Safety and performance of the second-generation drug-eluting absorbable metal scaffold (DREAMS 2G) in patients with de novo coronary lesions: three-year clinical results and angiographic findings of the BIOSOLVE-II first-in-man trial

Introduction

Bioresorbable scaffolds have been developed to overcome the limitations of permanent drug-eluting stents (DES); however, initial enthusiasm was dashed after studies raised concerns about the safety and efficacy of the polymeric Absorb™ scaffold (Abbott Vascular, Santa Clara, CA, USA) prior to its bioresorption, in particular elevated scaffold thrombosis and myocardial infarction rates1^,2^,3. Attempts to mitigate these risks resulted in modified implantation techniques and prolongation of dual antiplatelet therapy (DAPT), but currently it is unclear to what extent these risk mitigation measures will impact on outcomes3.

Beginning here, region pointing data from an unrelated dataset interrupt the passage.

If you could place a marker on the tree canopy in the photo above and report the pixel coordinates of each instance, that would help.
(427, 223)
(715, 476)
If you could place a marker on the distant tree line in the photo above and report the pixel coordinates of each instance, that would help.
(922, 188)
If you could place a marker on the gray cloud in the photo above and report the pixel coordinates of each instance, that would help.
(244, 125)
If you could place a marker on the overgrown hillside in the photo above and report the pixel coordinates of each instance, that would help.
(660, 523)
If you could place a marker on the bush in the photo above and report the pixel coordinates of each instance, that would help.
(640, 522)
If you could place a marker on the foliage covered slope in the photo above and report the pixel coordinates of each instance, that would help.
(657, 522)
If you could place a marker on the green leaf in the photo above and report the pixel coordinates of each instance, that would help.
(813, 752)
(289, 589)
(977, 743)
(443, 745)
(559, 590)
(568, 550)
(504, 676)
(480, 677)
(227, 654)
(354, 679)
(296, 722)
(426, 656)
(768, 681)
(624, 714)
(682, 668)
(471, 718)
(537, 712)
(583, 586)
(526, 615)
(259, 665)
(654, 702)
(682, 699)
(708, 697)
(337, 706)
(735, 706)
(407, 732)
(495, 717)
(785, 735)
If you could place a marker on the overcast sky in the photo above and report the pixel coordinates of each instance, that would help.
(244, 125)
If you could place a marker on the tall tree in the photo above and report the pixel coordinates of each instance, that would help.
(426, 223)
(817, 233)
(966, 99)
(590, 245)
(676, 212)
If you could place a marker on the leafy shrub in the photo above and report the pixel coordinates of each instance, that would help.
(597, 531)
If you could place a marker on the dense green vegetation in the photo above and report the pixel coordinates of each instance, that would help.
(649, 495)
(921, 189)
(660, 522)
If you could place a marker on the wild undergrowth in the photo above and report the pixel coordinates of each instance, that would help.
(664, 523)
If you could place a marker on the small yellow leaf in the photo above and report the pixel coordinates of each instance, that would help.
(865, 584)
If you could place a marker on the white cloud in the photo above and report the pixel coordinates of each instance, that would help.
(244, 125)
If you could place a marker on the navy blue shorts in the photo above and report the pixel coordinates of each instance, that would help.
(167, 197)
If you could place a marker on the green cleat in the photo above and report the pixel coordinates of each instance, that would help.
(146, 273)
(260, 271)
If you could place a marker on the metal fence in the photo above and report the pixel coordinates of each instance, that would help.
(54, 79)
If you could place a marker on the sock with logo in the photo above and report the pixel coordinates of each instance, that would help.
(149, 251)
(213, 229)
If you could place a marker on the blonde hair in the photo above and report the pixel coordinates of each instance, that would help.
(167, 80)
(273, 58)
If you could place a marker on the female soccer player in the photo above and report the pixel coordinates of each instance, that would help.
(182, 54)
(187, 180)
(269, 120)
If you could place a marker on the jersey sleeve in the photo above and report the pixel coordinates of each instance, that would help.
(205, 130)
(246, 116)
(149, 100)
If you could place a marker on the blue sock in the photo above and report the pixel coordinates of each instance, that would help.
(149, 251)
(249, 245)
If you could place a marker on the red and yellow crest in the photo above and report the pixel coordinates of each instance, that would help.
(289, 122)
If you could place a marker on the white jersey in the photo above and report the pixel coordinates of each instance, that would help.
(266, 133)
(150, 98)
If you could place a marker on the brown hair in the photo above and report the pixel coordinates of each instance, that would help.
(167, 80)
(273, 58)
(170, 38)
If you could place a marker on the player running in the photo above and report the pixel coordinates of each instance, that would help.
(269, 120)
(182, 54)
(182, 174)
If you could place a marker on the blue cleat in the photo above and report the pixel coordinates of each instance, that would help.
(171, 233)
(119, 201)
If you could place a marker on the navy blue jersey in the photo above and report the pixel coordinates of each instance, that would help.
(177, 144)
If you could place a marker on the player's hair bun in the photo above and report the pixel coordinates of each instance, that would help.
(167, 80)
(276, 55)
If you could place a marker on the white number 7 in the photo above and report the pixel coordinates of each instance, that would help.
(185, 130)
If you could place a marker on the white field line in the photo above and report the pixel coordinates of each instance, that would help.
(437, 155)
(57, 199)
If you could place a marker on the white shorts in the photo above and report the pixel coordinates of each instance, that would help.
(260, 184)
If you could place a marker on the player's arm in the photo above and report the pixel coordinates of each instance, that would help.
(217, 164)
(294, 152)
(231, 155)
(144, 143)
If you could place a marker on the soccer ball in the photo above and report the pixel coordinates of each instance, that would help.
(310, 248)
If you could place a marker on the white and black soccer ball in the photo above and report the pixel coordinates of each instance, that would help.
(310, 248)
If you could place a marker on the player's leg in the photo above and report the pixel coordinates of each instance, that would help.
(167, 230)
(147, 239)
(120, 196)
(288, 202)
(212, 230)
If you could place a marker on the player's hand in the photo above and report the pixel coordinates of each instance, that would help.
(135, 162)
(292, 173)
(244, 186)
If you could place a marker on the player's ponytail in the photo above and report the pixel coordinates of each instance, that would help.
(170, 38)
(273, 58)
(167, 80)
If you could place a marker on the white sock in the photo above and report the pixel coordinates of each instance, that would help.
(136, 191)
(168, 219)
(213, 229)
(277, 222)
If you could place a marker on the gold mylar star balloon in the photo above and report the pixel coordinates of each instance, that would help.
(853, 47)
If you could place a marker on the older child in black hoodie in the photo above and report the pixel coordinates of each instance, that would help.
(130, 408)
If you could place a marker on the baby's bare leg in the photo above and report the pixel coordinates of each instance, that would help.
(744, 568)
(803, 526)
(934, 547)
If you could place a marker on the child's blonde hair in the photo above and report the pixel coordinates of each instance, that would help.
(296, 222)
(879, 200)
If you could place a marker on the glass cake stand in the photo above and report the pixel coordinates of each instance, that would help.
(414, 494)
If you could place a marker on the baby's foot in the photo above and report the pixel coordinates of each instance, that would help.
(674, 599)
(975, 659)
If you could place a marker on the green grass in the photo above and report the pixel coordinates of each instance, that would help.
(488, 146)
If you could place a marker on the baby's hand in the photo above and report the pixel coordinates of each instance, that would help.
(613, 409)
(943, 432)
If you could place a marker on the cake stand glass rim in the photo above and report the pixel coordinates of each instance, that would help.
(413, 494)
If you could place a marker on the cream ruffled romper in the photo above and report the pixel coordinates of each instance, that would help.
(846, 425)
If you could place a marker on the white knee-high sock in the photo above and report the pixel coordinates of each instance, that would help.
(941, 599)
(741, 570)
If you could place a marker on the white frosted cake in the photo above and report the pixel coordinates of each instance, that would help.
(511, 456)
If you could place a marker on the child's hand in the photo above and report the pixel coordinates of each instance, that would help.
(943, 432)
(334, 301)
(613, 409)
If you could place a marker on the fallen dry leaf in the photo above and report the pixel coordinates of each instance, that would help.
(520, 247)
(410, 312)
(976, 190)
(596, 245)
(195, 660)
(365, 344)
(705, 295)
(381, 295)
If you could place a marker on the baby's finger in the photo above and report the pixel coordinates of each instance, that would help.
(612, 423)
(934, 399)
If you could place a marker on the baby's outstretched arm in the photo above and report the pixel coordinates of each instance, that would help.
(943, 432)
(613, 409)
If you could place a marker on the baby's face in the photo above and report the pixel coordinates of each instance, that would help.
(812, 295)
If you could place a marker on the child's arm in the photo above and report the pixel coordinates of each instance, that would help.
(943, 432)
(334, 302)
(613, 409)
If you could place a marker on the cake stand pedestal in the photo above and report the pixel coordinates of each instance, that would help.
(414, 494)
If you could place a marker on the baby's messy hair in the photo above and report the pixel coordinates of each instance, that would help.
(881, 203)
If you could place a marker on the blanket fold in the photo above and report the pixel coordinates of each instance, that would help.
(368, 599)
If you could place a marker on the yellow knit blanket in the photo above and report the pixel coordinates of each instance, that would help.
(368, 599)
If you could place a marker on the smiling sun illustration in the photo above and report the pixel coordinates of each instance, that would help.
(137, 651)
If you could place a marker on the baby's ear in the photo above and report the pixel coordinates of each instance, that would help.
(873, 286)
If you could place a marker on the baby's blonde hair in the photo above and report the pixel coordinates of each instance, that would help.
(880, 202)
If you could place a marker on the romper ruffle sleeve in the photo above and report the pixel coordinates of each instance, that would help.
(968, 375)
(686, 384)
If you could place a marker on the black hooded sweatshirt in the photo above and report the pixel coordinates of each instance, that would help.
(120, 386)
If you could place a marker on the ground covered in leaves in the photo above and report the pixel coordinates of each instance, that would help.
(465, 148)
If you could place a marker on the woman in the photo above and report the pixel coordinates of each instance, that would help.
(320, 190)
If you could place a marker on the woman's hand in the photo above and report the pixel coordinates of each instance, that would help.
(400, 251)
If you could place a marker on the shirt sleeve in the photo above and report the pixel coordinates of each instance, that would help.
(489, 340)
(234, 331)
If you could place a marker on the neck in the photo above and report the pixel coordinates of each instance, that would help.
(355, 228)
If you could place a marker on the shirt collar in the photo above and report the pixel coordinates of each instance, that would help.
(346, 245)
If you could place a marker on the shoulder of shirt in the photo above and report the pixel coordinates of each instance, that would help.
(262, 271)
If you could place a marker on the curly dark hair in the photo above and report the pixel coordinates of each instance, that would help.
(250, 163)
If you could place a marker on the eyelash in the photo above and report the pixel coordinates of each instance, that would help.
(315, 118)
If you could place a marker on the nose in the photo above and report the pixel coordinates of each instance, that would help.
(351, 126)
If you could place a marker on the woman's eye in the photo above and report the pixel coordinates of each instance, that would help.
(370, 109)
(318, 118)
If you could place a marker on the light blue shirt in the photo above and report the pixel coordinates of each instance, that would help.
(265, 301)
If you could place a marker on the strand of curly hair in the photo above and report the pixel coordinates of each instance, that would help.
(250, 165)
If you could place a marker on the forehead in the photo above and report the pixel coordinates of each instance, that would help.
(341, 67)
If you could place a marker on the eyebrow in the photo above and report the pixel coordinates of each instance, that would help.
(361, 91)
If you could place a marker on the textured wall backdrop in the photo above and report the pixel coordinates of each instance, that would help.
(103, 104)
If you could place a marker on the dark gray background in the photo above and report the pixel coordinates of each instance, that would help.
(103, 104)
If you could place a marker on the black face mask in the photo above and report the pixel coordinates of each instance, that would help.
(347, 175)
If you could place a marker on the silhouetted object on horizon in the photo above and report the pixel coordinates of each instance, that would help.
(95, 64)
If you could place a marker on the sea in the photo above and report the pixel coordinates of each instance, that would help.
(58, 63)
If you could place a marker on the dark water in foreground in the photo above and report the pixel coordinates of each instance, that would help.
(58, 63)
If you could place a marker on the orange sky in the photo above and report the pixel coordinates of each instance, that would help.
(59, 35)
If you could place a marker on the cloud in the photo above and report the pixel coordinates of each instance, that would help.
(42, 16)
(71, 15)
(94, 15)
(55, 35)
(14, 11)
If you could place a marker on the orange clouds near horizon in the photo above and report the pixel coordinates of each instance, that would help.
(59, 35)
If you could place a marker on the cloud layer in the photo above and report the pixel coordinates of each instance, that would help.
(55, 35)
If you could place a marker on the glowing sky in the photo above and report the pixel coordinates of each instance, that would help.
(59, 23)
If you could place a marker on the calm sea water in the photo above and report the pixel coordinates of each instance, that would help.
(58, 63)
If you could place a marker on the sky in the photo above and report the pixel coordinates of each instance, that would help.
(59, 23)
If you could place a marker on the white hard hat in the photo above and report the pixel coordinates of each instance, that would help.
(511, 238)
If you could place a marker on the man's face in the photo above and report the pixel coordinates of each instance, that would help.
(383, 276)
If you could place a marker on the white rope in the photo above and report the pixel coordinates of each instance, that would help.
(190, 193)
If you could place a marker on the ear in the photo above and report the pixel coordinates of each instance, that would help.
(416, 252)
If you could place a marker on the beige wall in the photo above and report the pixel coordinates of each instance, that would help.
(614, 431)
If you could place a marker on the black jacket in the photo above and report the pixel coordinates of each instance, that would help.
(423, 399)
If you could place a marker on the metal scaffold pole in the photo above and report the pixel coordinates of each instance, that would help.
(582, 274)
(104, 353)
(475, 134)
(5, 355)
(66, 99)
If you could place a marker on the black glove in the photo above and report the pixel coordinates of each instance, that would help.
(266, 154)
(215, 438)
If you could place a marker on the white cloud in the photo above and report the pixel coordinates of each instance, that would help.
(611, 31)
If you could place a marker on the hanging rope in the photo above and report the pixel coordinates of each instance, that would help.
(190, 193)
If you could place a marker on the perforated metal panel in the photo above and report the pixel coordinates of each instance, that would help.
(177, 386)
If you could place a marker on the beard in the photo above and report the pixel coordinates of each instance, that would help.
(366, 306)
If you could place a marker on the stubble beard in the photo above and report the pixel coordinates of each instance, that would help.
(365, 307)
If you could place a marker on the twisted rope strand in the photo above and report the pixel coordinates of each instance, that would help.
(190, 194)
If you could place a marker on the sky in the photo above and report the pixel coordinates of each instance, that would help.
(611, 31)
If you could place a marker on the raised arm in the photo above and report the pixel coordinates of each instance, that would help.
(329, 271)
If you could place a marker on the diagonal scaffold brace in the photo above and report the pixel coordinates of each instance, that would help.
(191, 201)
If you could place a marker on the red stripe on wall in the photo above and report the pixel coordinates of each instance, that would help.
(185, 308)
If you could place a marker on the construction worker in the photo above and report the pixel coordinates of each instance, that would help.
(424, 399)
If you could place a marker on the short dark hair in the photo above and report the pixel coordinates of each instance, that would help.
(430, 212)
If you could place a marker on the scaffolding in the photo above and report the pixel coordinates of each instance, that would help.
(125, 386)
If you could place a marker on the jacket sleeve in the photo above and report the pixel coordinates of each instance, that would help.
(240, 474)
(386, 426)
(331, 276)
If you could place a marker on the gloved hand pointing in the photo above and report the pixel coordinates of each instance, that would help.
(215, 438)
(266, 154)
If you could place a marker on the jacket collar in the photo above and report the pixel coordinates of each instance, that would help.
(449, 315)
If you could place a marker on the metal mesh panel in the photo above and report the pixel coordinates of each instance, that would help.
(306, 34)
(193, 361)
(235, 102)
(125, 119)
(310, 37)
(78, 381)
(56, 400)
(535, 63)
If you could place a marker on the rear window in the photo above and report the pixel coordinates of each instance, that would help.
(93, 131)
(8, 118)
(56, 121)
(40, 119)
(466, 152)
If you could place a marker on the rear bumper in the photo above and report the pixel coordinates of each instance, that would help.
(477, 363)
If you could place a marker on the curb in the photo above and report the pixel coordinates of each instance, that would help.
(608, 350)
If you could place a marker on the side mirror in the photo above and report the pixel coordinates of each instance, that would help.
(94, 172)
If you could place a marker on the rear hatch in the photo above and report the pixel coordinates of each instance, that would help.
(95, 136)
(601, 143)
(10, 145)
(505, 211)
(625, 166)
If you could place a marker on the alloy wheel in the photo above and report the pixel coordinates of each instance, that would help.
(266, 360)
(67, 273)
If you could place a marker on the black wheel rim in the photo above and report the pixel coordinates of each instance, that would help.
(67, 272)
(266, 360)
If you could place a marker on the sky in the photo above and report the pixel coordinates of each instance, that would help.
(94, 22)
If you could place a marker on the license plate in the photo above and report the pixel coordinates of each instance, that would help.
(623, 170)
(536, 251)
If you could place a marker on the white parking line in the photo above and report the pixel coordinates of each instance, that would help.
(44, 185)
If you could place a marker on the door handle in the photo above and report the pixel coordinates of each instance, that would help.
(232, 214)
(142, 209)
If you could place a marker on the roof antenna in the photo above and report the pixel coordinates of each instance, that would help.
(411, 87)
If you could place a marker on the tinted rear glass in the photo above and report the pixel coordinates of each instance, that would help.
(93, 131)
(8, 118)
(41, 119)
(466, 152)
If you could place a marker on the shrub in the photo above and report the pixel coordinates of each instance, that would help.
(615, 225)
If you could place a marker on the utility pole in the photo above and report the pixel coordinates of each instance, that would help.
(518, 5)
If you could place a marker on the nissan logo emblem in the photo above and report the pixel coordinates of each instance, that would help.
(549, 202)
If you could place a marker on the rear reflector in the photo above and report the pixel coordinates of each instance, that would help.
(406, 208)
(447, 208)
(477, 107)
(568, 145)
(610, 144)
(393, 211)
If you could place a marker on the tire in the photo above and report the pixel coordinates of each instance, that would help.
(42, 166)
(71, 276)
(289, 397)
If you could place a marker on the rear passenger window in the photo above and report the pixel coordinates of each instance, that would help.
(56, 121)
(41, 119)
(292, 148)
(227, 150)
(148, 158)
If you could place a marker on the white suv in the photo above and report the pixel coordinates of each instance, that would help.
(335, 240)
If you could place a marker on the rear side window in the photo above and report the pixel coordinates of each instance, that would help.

In ex vivo porcine carotid jugular arteriovenous shunt models, magnesium-based scaffolds have shown reduced thrombogenicity compared to the Absorb scaffold and to a stainless steel stent, suggesting that the magnesium-based metal scaffold may have inherent properties that reduce thrombogenicity4^,5. No scaffold thrombosis has been reported for the second-generation drug-eluting absorbable magnesium scaffold (DREAMS 2G, commercial name Magmaris®; Biotronik AG, Bülach, Switzerland) in 184 patients studied up to 24 months, which is beyond its degradation time of approximately 12 months6^,7^,8. We now report three-year outcomes of BIOSOLVE-II (BIOTRONIK – Safety and Clinical PerFormance of the Drug Eluting Absorbable Metal Scaffold in the Treatment of Subjects with de NOvo Lesions in NatiVE Coronary Arteries) to assess vessel response up to two years post resorption.

Methods

STUDY DESIGN AND POPULATION

Study methods have been described in detail previously6^,9. In brief, BIOSOLVE-II is an international, multicentre, first-in-man study assessing the safety and performance of the DREAMS 2G scaffold (Magmaris) in 123 patients enrolled in 13 centres worldwide. Patients with a maximum of two de novo lesions with a reference vessel diameter of 2.2–3.7 mm, vessel length ≤21 mm and stable or unstable angina or documented silent ischaemia could be enrolled. Main exclusion criteria were myocardial infarction within 72 hours prior to the index procedure, unprotected left main disease, three-vessel coronary artery disease, and heavily calcified lesions. The full list of inclusion and exclusion criteria is available at ClinicalTrials.gov: NCT01960504. In a subgroup of 30 consecutive patients, intravascular ultrasound (IVUS) and optical coherence tomography (OCT) was conducted pre and post procedure and at six months. Angiographic follow-up was scheduled at six months and, if the subject consented, at one and three years. If a reintervention was performed within three to six months post procedure or within the time window of the three-year follow-up, the angiographic assessment prior to the intervention was used for analysis. Lesions with reinterventions were then precluded from further imaging follow-up assessment. Additional imaging assessments outside the protocol had to be documented and were evaluated by the core laboratory. Follow-up was scheduled for up to three years.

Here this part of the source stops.